Increased Price – Standard Product
Most businesses will find this to be perhaps the most difficult position on the wheel to occupy. With this strategy, you are simply going to raise prices without changing anything about the quality of your product. Obviously risky, you could find a payoff in the form of larger profit margins – or you could find your sales numbers quickly slipping while you rush to lower prices once again.
This might be effective as a short term strategy if your company is enjoying positive feedback from customers currently, but raising prices is a sure way to force the market to look elsewhere in the long term.
High Price – Low Value
This strategy is really only an option for those who have a monopoly in their market. If you have entered a market niche that is light on competition, you may be able to charge high prices while offering a relatively low quality product.
Of course, in the long run, other competitors are sure to enter the market at a lower price and you will be forced to adjust. Monopolies are very rare in today’s global economy, and when they do arise, they never last for long before the competition arrives.
Low Value – Standard Price
The final strategy on the wheel is a losing one. If you are going to provide the market with a poor quality product, yet you are going to try to sell it for the same price at higher quality products, you are going to lose in the end. Many businesses have tried to ‘cheat’ this law of business by sneaking into the market with a poor product, but they never last long and they almost always lose money in the process.

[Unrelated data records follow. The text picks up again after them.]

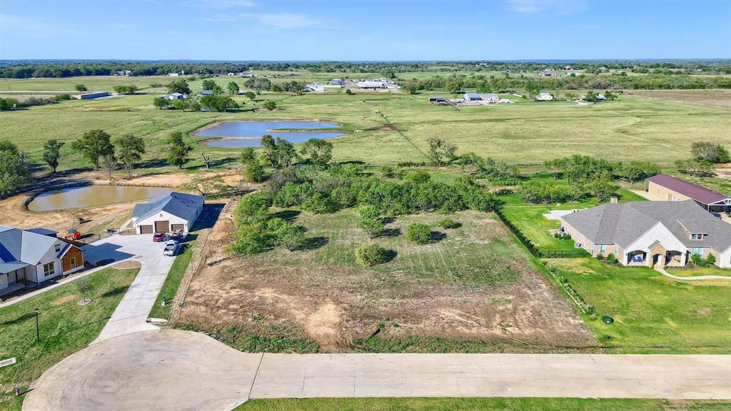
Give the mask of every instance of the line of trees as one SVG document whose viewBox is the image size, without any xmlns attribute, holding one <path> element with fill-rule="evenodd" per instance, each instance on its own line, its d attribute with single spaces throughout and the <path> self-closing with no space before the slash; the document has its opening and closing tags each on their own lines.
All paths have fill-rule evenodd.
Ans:
<svg viewBox="0 0 731 411">
<path fill-rule="evenodd" d="M 0 77 L 28 78 L 64 78 L 86 75 L 113 75 L 130 72 L 131 75 L 164 75 L 169 72 L 197 73 L 206 75 L 247 70 L 295 71 L 314 72 L 382 73 L 393 78 L 396 73 L 410 72 L 536 72 L 545 68 L 561 69 L 569 65 L 572 69 L 600 73 L 610 69 L 628 70 L 636 73 L 705 73 L 731 74 L 727 60 L 632 61 L 607 60 L 563 62 L 543 61 L 409 61 L 409 62 L 151 62 L 151 61 L 13 61 L 0 67 Z"/>
</svg>

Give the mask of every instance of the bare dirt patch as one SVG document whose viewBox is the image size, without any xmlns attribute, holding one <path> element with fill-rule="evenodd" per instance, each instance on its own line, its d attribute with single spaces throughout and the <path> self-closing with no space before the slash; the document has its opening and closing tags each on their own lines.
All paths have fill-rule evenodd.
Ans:
<svg viewBox="0 0 731 411">
<path fill-rule="evenodd" d="M 312 253 L 325 252 L 320 250 L 299 254 L 296 264 L 270 255 L 231 257 L 221 246 L 233 233 L 232 222 L 221 216 L 209 237 L 213 251 L 192 281 L 178 325 L 250 335 L 264 326 L 294 330 L 325 352 L 356 350 L 354 342 L 376 332 L 397 339 L 592 344 L 592 334 L 567 301 L 528 261 L 517 259 L 522 261 L 515 263 L 518 281 L 486 285 L 313 263 Z M 491 236 L 505 241 L 508 233 L 501 224 L 479 225 L 486 234 L 470 241 L 487 243 Z"/>
<path fill-rule="evenodd" d="M 142 266 L 142 264 L 139 261 L 133 261 L 131 260 L 127 260 L 126 261 L 121 261 L 117 263 L 112 268 L 116 268 L 118 270 L 125 270 L 127 268 L 138 268 Z"/>
<path fill-rule="evenodd" d="M 627 94 L 731 110 L 731 90 L 632 90 Z"/>
</svg>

Using Bowman’s Strategy Clock is a great way to get an idea of how various businesses are competing in the market, and where you can fit into that market to carve out revenue for yourself. One good technique to use with the assistance of this tool is to look at your competition and try to place each business appropriately on the clock. Once you decide how it is that your competitors are trying to succeed in the market, you can look for opportunities and make your move.
You can read more about Bowman’s Strategy Clock in our free eBook ‘Top 5 Strategy Development Tools’. Download it now for your PC, Mac, laptop, tablet, Kindle, eBook reader or Smartphone.
- Bowman’s Strategy Clock is used to analyse the competitive position of a company’s offerings in comparison to those of it’s competitors.
- There are 8 possible options, three of which (6, 7 and 8) are uncompetitive because the price is greater than the perceived value.
- 1) Low Price and Low Value Added: The product is not differentiated and the customer perceives very little value, despite a low price.
- 2) Low Price: Businesses positioning themselves here look to be the low-cost leaders in a market. Margins on each product are low, but the high volume of output can still generate high overall profits.
- 3) Hybrid: This involves an element of low price and some product differentiation. It can be a very effective strategy if the added value is offered consistently.
- 4) Differentiation: This requires high quality product with strong brand awareness and loyalty.
- 5) Focused Differentiation: This the strategy adopted by luxury brands, who aim to achieve premium prices by highly targeted segmentation, promotion and distribution.
- 6) Increased Price-Standard Product: This is a very short-term strategy as the opportunity to sell for a high price without justification seldom lasts long.
- 7) High Price-Low Value: This is only sustainable where the organization has a monopoly.
- 8) Low Value-Standard Price: Setting a standard price for a product with low perceived value is likely to lead to an ongoing loss of market share.
- As with Porter’s Generic Strategies, Bowman’s Strategy Clock considers competitive advantage in relation to cost advantage or differentiation advantage.